There’s no agreement among retirement planners as to how much is needed from savings to maintain a preretirement standard of living after leaving work. A conservative estimate is 70 percent. That is, all sources of retirement income, including Social Security, should add up to at least 70 percent of what one was earning right before leaving work at the highest earning point of a career.
How much would one have to regularly save through a 401(k) to meet that goal? Companies that manage 401(k)s provide various estimates ranging between 10 and 15 percent of income. But the average employer match is just 4 percent, indicating that most don’t save more than 8 percent.
But even those who save at 10, 15, or higher rates find that it is not enough.
I was in a plan for over 30 years with a combined employer-employee contribution of 13 percent. For a number of those years I put in an additional 16 percent for a total of 29 percent. That put my savings rate way above the average. That should have ensured a very comfortable retirement. In fact, at age 65 combined with projected Social Security income, I only had enough to replace 48 percent of my income.
I estimate that one would have to regularly save 25 to 30 percent for close to 40 years to meet the 70 percent replacement goal.
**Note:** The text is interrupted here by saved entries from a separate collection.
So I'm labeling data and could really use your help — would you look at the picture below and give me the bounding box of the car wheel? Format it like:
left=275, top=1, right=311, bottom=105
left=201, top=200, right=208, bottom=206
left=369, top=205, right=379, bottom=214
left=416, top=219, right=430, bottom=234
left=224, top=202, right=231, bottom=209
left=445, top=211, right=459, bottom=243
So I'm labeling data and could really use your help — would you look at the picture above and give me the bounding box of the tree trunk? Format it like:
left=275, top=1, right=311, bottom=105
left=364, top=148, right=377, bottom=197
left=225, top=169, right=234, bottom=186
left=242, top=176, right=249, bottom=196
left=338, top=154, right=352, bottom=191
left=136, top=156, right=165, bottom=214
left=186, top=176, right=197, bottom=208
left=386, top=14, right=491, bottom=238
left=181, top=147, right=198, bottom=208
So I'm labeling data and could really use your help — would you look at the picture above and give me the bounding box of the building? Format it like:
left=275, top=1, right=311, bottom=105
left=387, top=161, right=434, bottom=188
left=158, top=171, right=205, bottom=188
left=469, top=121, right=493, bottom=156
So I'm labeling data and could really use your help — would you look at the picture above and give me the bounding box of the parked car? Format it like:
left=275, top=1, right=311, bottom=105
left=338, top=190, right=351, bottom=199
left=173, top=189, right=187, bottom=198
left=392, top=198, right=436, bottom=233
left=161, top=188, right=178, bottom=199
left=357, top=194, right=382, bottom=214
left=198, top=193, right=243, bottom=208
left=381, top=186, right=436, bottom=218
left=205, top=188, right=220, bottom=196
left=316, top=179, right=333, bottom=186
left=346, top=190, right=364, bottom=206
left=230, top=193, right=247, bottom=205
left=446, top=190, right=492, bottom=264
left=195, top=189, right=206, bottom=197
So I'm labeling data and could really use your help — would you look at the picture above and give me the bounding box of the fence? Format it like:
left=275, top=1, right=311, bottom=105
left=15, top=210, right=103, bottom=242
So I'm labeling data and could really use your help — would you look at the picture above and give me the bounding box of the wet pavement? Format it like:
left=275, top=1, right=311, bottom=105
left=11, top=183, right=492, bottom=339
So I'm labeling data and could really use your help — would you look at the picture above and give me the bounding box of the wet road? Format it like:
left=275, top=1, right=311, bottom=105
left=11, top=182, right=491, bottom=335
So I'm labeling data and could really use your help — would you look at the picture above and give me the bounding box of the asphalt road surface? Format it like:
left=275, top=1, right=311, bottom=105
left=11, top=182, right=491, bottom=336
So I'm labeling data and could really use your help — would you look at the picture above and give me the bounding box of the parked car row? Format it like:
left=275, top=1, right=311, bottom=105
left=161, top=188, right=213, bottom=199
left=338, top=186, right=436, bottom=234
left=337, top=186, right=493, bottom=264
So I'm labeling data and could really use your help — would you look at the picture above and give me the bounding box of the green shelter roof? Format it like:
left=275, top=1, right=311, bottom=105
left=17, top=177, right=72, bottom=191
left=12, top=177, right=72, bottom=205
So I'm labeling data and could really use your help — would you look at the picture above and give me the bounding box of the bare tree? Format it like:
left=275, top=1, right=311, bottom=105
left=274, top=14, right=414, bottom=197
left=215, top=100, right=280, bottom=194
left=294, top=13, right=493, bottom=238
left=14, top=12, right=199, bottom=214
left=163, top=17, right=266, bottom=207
How realistic is that for anyone with normal expenses of mortgage payments, college debt of their own and contributions for their children, etc.? Not very.
The unrealistic savings rate required is so high in large part because participants are contributing not only to their future retirement security but also to the profits of the companies that administer and receive the investments of the plans. Minimally, participants lose 20 percent of investment gains to often hidden administrative charges.
What are especially insidious about this rigged financial game are deceptive appeals to individual responsibility. These are built on the false claim that it is possible to save enough. If you don’t, it is strongly implied, it’s your own fault and no one will or should help you.
It is different with traditional pension plans and Social Security. Since they are held in common — not individually — by groups of employees, they engender an ethic of working together. When facing threats to their retirement security, these type of plan member are more likely than 401(k) members to resist together.
Detroit public employees pension plan members took a haircut as a result of the recent bankruptcy. But it was much less of a haircut than originally threatened because they resisted collectively through their unions and won a less bad result. At the same time that Detroit workers were fighting together to save their earned pension benefits, other workers were retiring and finding out that their 401(k)s were worth little. They were on their own with no one to help.
None of these 401(k) victims should compound the damage by blaming themselves. They should instead direct their ire at the system that puts them in this predicament.